Sectoral experts, academics and climate activists deliberate on multiple issues related to Energy and Finance at the 4th annual Energy Finance Conference India, 2022 organised at IIT-Madras, Centre for Financial Accountability, Indo-German Center for Sustainability and Climate Trends.
“India should have the national ambition of achieving net zero by 2047 at 100 years of Independence and in time to restrict global warming to 1.5 degrees,” said Ajay Shankar, Distinguished Fellow, The Energy and Resources Institute (TERI), in his keynote address at the 4th annual Energy Finance Conference India jointly organized by the Centre for Financial Accountability, Indo-German Center for Sustainability at the Indian Institute of Technology, Madras and Climate Trends.

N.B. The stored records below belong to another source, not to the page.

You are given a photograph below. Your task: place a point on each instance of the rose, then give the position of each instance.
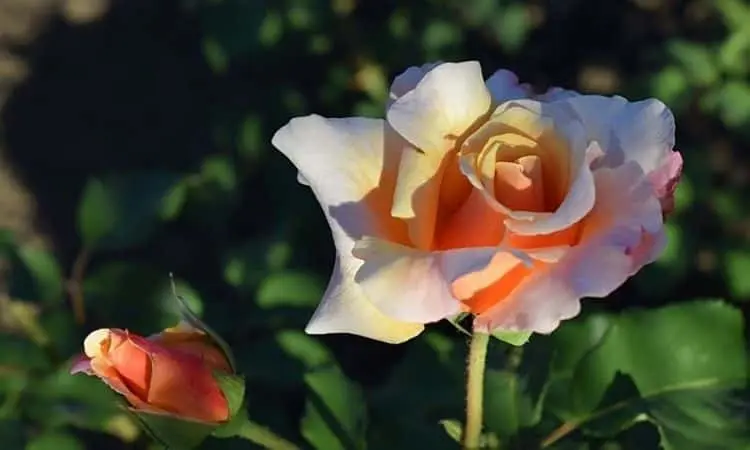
(482, 197)
(169, 373)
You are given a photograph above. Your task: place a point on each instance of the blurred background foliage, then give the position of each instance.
(135, 142)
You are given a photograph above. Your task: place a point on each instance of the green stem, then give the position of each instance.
(264, 437)
(475, 390)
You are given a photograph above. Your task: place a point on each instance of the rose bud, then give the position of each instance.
(169, 373)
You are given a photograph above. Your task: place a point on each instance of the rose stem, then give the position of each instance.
(475, 390)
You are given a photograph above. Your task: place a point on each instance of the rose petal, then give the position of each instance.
(183, 385)
(81, 364)
(351, 171)
(442, 106)
(408, 80)
(608, 254)
(664, 180)
(532, 117)
(640, 131)
(503, 86)
(413, 285)
(346, 309)
(474, 224)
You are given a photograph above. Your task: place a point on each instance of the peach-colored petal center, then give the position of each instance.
(519, 185)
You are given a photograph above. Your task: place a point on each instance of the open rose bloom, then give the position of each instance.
(170, 373)
(478, 196)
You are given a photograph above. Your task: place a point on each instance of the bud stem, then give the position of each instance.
(475, 390)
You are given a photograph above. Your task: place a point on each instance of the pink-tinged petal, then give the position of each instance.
(640, 131)
(184, 386)
(346, 309)
(442, 106)
(664, 180)
(611, 250)
(413, 285)
(350, 165)
(81, 364)
(408, 80)
(503, 86)
(186, 339)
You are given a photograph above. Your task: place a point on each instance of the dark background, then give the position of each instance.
(147, 124)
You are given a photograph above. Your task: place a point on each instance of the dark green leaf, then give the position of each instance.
(55, 441)
(122, 210)
(233, 387)
(335, 414)
(292, 289)
(683, 380)
(516, 338)
(453, 428)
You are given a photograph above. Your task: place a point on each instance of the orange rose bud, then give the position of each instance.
(168, 373)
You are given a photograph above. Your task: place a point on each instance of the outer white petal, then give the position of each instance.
(414, 285)
(344, 161)
(640, 131)
(503, 85)
(442, 106)
(408, 80)
(626, 208)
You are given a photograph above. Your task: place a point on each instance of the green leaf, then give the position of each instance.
(696, 60)
(45, 272)
(187, 315)
(283, 359)
(55, 441)
(335, 414)
(172, 432)
(737, 270)
(122, 210)
(682, 380)
(233, 387)
(97, 213)
(453, 428)
(291, 289)
(508, 404)
(516, 338)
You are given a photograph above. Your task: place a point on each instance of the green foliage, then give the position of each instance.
(122, 210)
(335, 412)
(656, 366)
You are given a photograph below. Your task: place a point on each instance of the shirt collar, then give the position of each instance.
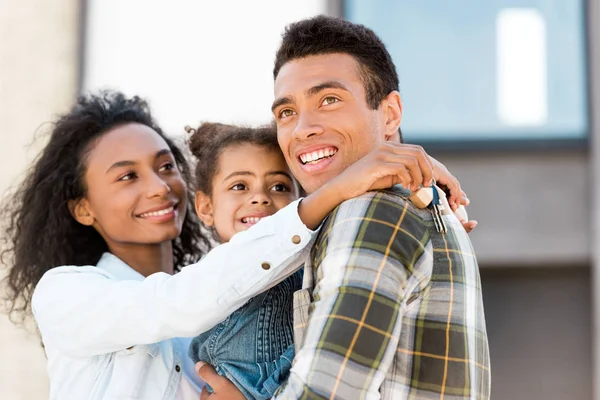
(117, 268)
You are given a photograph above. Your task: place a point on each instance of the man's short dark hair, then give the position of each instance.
(327, 35)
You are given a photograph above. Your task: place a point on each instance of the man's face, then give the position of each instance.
(324, 123)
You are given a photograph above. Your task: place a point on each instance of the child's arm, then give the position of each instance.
(390, 164)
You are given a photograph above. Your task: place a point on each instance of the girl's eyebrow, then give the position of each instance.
(239, 173)
(280, 173)
(249, 173)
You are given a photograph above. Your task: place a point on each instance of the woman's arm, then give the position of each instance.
(84, 311)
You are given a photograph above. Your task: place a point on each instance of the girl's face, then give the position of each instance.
(135, 193)
(252, 182)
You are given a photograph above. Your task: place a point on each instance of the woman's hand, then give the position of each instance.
(222, 387)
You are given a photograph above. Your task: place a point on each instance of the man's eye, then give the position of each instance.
(286, 112)
(280, 187)
(329, 100)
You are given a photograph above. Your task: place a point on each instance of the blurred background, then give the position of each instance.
(502, 91)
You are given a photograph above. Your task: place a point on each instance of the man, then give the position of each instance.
(395, 306)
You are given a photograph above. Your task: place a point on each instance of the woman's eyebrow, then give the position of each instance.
(129, 163)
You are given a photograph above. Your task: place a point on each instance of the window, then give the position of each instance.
(485, 70)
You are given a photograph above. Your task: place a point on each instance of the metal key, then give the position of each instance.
(437, 209)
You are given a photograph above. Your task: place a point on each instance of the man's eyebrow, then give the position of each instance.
(238, 173)
(128, 163)
(325, 85)
(282, 101)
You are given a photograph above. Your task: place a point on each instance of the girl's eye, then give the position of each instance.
(167, 167)
(127, 177)
(286, 112)
(329, 100)
(280, 187)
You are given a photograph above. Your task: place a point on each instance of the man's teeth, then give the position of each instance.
(158, 213)
(315, 156)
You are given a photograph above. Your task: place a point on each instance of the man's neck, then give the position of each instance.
(146, 259)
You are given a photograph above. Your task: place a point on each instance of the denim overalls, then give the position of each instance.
(254, 346)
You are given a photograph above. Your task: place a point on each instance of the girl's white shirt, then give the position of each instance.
(110, 333)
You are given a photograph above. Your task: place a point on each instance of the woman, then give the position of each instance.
(98, 228)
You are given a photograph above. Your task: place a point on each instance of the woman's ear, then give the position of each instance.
(80, 210)
(204, 208)
(393, 114)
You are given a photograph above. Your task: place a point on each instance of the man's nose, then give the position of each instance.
(308, 126)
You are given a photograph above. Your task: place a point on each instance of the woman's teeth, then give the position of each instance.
(158, 213)
(316, 156)
(251, 220)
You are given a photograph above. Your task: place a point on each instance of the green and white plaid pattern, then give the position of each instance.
(396, 309)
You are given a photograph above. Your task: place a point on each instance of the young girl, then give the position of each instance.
(242, 177)
(94, 236)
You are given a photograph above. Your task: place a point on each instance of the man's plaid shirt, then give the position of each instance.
(395, 310)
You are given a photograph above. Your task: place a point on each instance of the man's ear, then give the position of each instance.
(392, 109)
(204, 208)
(80, 210)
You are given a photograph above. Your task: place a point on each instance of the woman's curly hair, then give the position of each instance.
(40, 233)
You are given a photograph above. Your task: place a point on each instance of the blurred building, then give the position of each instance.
(502, 91)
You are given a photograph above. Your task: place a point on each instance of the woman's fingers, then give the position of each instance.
(222, 387)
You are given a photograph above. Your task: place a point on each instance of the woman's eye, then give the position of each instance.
(286, 112)
(167, 167)
(329, 100)
(280, 187)
(127, 177)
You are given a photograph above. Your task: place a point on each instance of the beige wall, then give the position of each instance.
(38, 78)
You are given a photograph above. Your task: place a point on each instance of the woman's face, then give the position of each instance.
(135, 193)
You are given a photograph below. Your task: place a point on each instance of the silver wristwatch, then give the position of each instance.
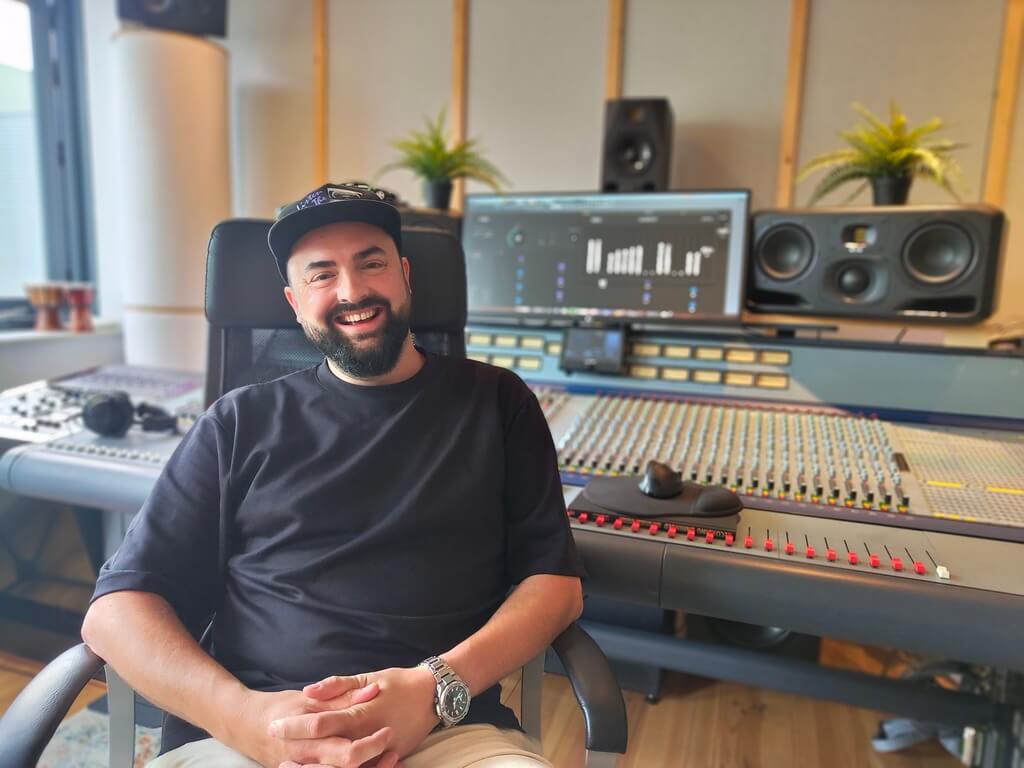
(452, 697)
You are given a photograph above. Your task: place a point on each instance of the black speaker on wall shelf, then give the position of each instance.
(935, 263)
(189, 16)
(637, 154)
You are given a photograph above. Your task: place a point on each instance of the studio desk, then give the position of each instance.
(883, 491)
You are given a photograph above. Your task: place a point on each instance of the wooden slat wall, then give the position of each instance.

He added, “Even if we don’t achieve this, it will accelerate our transition to becoming a globally competitive green manufacturing economy – we could probably achieve it and afford it. There is a paradigm shift in terms of technologies and costs.”
The Conference was held at IIT-Madras on December 6-7, 2022, and attended by academics, think tanks, industry representatives, sectoral experts, students, and activists. The discussions were held around India’s energy landscape, public and private players in the energy sector, financing models, challenges in the ESG Framework, Hydrogen Storage, 2nd/3rd Generation Biofuels and Planning Financial Models for Climate Resilience in the Transport sector.
Earlier in August, the Union Cabinet approved India’s updated Nationally Determined Contribution (NDC) under the Paris Agreement. India also announced its Long-Term Low Greenhouse Gas Emission Development Strategies (LT-LEDS) at COP27 in Sharm-el-Sheikh, which concluded on November 20, 2022. Additionally, over the course of the year, India announced the Sovereign Bond Framework, The Energy Conservation Act, 2022, (Draft) National Electricity Plan, 2022, Electricity (Amendment) Bill, 2022, Green Energy Open Access Portal, all of which will have a bearing on India’s transition plans and the needed climate finance.
“The rapidly changing landscape of the energy sector in India has called for a debate discussing the country’s energy requirements, the financial requirements funding the sector, the public/ private investments, and the challenges hounding the energy sector. We cannot make a mere technocratic transition without considering the implications on people, resources and ecology. Moreover, we cannot make a transition without the necessary finance. All this needs to be done in the background of the unfolding geopolitical scenario and the political economy.” said Joe Athialy, Executive Director, the Centre for Financial Accountability.
CFA and Climate Trends’ recently released an analysis on the finance flows for coal vs renewables which showed that for the first time in 4 years of tracking, 100% of the value of the project finance loans identified in 2021 went to renewable energy projects. This is a considerable increase compared to 2020, where renewable energy loans accounted for 74%.
There is growing confidence amongst financiers to invest in renewable projects rather than conventional thermal projects, given their risks. However, to achieve Net Zero by 2070, India would need an estimated 10 trillion USD. “As the Chair of the G20, India can push the G7 to expand MDB lending for climate finance,” added Utkarsh Patel, Associate Fellow, Climate Change and Energy Transition, CSEP.
Ajay Shankar concluded that “India tends to underestimate its own ability to achieve the major transition. Around 2002-03, IEA reports said we have the largest number of people on the planet without electricity access and will achieve 100% electrification between 2040-2050. In 2005, India launched a national programme for rural electrification, and we achieved 100% electrification, much before projections. This should give us the confidence to achieve the energy transition.”